Alford Corn exchange
Alford Corn exchange

A large question mark has been left hanging over the future of a grade II listed building in the heart of Alford after the town council announced it cannot afford to maintain it.

Alford Town Council made the decision to ‘hand back’ the historic Corn Exchange, which it leases from East Lindsey District Council, at a recent meeting after a significant amount of the council’s reserves were being used to maintain it.

“The Corn Exchange is no longer a viable option for the council as it is losing money,” said Mayor of Alford, Coun Paul Rawson.

“We originally took it back to save it because we thought it was important to the community - but it would mean increasing the precept even more to allow for the repairs the Corn Exchange is in need of,” he added.

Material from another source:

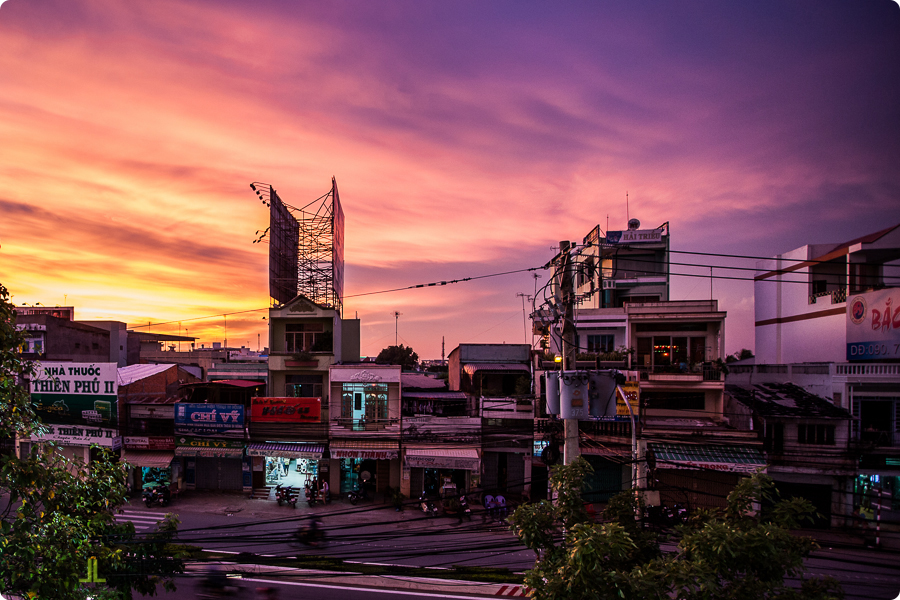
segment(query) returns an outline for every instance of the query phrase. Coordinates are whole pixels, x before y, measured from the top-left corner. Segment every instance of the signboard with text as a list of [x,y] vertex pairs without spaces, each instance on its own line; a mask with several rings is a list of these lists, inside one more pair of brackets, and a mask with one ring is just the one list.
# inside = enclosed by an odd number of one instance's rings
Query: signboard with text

At the town council meeting, held recently,, councillors voted to increase the precept by 2.5 per cent, which is a £1.63 increase per band D property.

“The repairs to the roof for example, would have cost an awful lot of money and it was a reluctant decision - if we are to improve things in the Market Place, then something has to be done,” explained Mayor Coun Rawson.

Councillors discussed the impact on the reserves during the meeting, including the main services that are covered in the precept, which are CCTV, public toilets, the Corn Exchange building where it currently holds its meetings ,and the Market Place.

Mayor Coun Rawson said that although the decision to approach ELDC with a view to hand back the building had been voted on, it wouldn’t be something that was done overnight and other alternative venues such as Alford Manor House could be sought for future meetings.

Alford Town Council agreed to lease the Corn Exchange from ELDC from April 2009 to prevent its closure and disposal.

At the end of 2010 the town council felt unable to continue to run the building and, following a public meeting in January 2011, it was agreed that a charitable trust be set up to take over the management.

But, to date, such a trust has failed to materialise, and the council said it needed to cut outgoings, stating it was the ‘most logical item to dispense with’,

Gary Sargeant, Corporate Property Manager at ELDC said: “Alford Town Council has a 40 year lease for the Corn Exchange, with effect from April 1, 2009.

“The Town Council has a break clause in the lease that, subject to meeting certain conditions, could allow them to vacate the property at the end of March 2016.

“We would be happy to meet with the Town Council to discuss the future of the Corn Exchange if they no longer wish to occupy the property beyond that date.”